This is a question both about using the boot() function with grouped variables, but also about passing multiple columns of data into boot. Almost all examples of the boot() function seem to pass a single column of data to calculate a simple bootstrap of the mean.
My specific analysis is trying to use the stats::weighted.mean(x,w) function which takes a vector 'x' of values to calculate the mean and a second vector 'w' for weights. The main point is that I need two inputs into this function - and I'm hoping the solution will generalize to any function that takes multiple arguments.
I'm also looking for a solution to use this weighted.means function in a dplyr style workflow with group_by() variables. If the answer is that "it can't be done with dplyr", that's fine, I'm just trying to figure it out.
Below I simulate a dataset with three groups (A,B,C) that each have different ranges of counts. I also attempt to come up with a function "my.function" that will be used to bootstrap the weighted average. Here might be my first mistake: is this how I would set up a function to pass in the 'count' and 'weight' columns of data into each bootstrapped sample? Is there some other way to index the data?
Inside the summarise() call, I reference the original data with "." - Possibly another mistake?
The end result shows that I was able to achieve appropriately grouped calculations using mean() and weighted.mean(), but the calls for confidence intervals using boot() have instead calculated the 95% confidence interval around the global mean of the dataset.

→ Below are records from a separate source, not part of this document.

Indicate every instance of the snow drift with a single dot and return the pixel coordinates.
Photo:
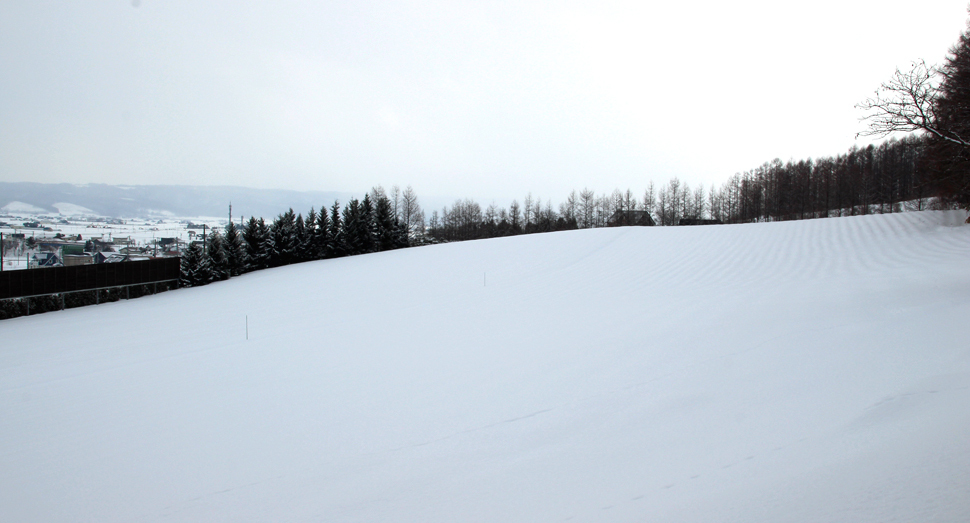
(803, 371)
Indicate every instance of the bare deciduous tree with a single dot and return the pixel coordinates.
(907, 103)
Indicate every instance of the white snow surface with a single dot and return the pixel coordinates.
(71, 209)
(812, 371)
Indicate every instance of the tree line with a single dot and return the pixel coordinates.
(860, 181)
(932, 102)
(378, 222)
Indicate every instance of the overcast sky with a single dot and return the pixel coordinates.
(478, 99)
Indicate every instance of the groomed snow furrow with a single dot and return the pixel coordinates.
(800, 371)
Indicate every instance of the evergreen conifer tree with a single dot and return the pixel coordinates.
(284, 239)
(218, 261)
(351, 237)
(385, 225)
(265, 255)
(235, 253)
(321, 235)
(335, 236)
(251, 244)
(367, 235)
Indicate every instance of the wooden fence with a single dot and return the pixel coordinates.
(58, 280)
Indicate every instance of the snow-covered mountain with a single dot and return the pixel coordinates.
(156, 201)
(803, 371)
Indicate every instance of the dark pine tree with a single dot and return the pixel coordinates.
(195, 267)
(321, 235)
(948, 155)
(266, 253)
(235, 253)
(251, 241)
(385, 225)
(335, 236)
(368, 229)
(352, 234)
(285, 239)
(215, 252)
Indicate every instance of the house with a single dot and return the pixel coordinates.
(698, 221)
(45, 259)
(109, 257)
(625, 217)
(70, 260)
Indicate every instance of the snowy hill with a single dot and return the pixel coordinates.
(802, 371)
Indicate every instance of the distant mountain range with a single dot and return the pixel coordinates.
(157, 201)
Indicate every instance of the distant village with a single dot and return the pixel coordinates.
(33, 242)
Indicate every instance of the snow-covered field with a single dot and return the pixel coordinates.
(814, 371)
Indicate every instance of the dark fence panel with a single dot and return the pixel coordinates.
(33, 282)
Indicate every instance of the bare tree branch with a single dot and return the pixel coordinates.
(906, 104)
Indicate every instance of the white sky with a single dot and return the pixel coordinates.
(479, 99)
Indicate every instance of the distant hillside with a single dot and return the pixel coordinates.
(131, 201)
(802, 371)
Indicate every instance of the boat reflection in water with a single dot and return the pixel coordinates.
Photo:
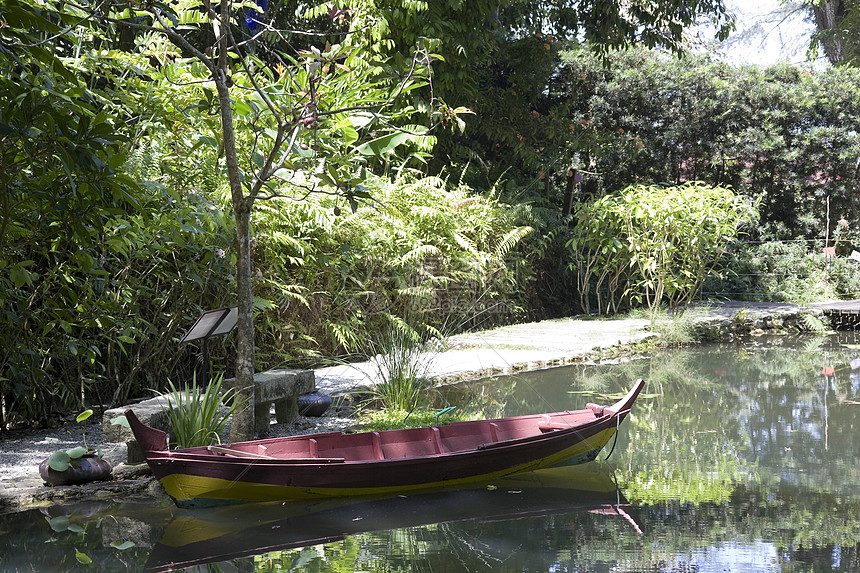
(216, 534)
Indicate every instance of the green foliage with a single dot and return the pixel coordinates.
(784, 271)
(653, 244)
(62, 460)
(783, 135)
(422, 252)
(395, 419)
(198, 415)
(402, 366)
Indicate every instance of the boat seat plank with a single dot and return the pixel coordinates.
(227, 451)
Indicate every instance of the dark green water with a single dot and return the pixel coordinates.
(736, 458)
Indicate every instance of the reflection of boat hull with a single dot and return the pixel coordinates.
(379, 463)
(217, 534)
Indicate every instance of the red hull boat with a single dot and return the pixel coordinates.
(336, 464)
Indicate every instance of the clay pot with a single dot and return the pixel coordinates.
(90, 467)
(313, 404)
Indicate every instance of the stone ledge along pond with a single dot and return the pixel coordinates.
(737, 457)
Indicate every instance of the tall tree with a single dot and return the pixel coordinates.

Suggestions on what I'm doing wrong? Why is the boot() function referencing the entire dataset and not the grouped subsets?
library(tidyverse)
library(boot)
set.seed(20)
sample.data = data.frame(letter = rep(c('A','B','C'),each = 50) %>% as.factor(),
counts = c(runif(50,10,30), runif(50,40,60), runif(50,60,100)),
weights = sample(10,150, replace = TRUE))
##Define function to bootstrap
##I'm using stats::weighted.mean() which needs to take in two arguments
##############
my.function = function(data,index){
d = data[index,] #create bootstrap sample of all columns of original data?
return(weighted.mean(d$counts, d$weights)) #calculate weighted mean using 'counts' and 'weights' columns
}
##############
## group by 'letter' and calculate weighted mean, and upper/lower 95% CI limits
## I pass data to boot using "." thinking that this would only pass each grouped subset of data
##(e.g., only letter "A") to boot, but instead it seems to pass the entire dataset.
sample.data %>%
group_by(letter) %>%
summarise(avg = mean(counts),
wtd.avg = weighted.mean(counts, weights),
CI.LL = boot.ci(boot(., my.function, R = 100), type = "basic")$basic[4],
CI.UL = boot.ci(boot(., my.function, R = 100), type = "basic")$basic[5])
And below I've calculated a rough estimate of 95% confidence intervals around the global mean to show that this is what was going on with boot() in my summarise() call above
#Here is a rough 95% confidence interval estimate as +/- 1.96* Standard Error
mean(sample.data$counts) + c(-1,1) * 1.96 * sd(sample.data$counts)/sqrt(length(sample.data[,1]))
The following base R solution solves the problem of bootstrapping by groups. Note that boot::boot
is only called once.
library(boot)
sp <- split(sample.data, sample.data$letter)
y <- lapply(sp, function(x){
wtd.avg <- weighted.mean(x$counts, x$weights)
basic <- boot.ci(boot(x, my.function, R = 100), type = "basic")$basic
CI.LL <- basic[4]
CI.UL <- basic[5]
data.frame(wtd.avg, CI.LL, CI.UL)
})
do.call(rbind, y)
# wtd.avg CI.LL CI.UL
#A 19.49044 17.77139 21.16161
#B 50.49048 48.79029 52.55376
#C 82.36993 78.80352 87.51872
Final clean-up:
rm(sp)
A dplyr
solution could be the following. It also calls map_dfr
from package purrr
.
library(boot)
library(dplyr)
sample.data %>%
group_split(letter) %>%
purrr::map_dfr(
function(x){
wtd.avg <- weighted.mean(x$counts, x$weights)
basic <- boot.ci(boot(x, my.function, R = 100), type = "basic")$basic
CI.LL <- basic[4]
CI.UL <- basic[5]
data.frame(wtd.avg, CI.LL, CI.UL)
}
)
# wtd.avg CI.LL CI.UL
#1 19.49044 17.77139 21.16161
#2 50.49048 48.79029 52.55376
#3 82.36993 78.80352 87.51872